Lots of times I give in and try the new hot supplement. If it makes a difference, I keep it.
I'm not high on the what goes with what except for the interactions between iron, calcium, and zinc.While I don't challenge that it is better to take magnesium separate from calcium there isn't really any science that I can find to say at what dose levels that becomes an issue and history suggests that people shouldn't get too hung up about separating them, more an issue of something to do if possible but don't put yourself in a postition where you make taking vits too hard.
Of course I'm in a lower risk category, although with the DS I tend to think I'm in a higher risk category than your average 57 year old male. IT doesn't mean it isn't an area worth investigating. Inquiring minds want to know - as the saying used to go. :)
The "who knows" question really bugs me - mostly when I need to refill my vits every 2 months. Easier to see the need when you have some actual symptoms that subside with supplementation. When you don't have symptoms you can't really know if something is working for you or not. It seems risky to stop something and find out you needed it when something looks wacky on your blood tests but recent kidney issues started me thinking about if there are consequences of taking stuff you don't really need.

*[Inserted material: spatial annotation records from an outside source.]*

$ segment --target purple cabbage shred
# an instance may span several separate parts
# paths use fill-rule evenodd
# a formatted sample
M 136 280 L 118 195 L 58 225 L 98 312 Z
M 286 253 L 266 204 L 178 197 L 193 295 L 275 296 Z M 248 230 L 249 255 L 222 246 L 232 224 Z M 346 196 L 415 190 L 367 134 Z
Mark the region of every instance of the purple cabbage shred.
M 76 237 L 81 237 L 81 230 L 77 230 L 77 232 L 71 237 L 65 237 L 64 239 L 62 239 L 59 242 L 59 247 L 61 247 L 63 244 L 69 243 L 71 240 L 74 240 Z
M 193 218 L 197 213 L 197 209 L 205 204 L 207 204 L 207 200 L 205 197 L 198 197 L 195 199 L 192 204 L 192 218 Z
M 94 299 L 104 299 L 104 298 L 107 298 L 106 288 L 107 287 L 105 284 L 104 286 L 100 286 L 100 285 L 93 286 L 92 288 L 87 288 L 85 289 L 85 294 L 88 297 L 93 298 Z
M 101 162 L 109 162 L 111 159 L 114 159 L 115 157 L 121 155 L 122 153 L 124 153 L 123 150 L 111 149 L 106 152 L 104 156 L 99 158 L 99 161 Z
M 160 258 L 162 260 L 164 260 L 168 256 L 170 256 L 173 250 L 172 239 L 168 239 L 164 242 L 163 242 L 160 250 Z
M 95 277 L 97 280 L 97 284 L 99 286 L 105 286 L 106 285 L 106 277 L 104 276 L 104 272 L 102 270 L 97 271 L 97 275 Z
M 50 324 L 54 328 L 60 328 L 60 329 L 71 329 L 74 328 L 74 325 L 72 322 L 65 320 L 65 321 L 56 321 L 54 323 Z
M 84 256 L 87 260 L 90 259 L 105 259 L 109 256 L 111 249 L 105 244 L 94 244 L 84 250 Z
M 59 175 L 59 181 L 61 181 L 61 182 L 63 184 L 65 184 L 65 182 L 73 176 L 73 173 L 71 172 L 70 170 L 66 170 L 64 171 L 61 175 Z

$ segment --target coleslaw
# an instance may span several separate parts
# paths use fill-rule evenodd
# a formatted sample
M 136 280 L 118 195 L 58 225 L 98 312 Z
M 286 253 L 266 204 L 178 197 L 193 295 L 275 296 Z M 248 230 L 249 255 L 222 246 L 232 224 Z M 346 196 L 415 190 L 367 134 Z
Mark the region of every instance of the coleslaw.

Thanks for the answer. Always more questions though....
Vitamins, minerals and supplementation in general are black holes in the medical community. Most people never find out if they are low on something unless they are tested and that's very rare for anything other than iron! It's only recently they learned that most people are D deficient and the MDR is inadequate. When I last checked, they were still fighting about the proper MDR. Things change too slowly.
You might want to start reading the American Journal of Clinical Nutrition. I learned a lot from them over the years. Too much of this stuff is a best guess scenario. Needs to change but research is funded by big pharma and they are not going to put money into something that's not going to pay off. Stuff that's over the counter and already out there! They want prescription drugs with big price tags that everyone needs to take!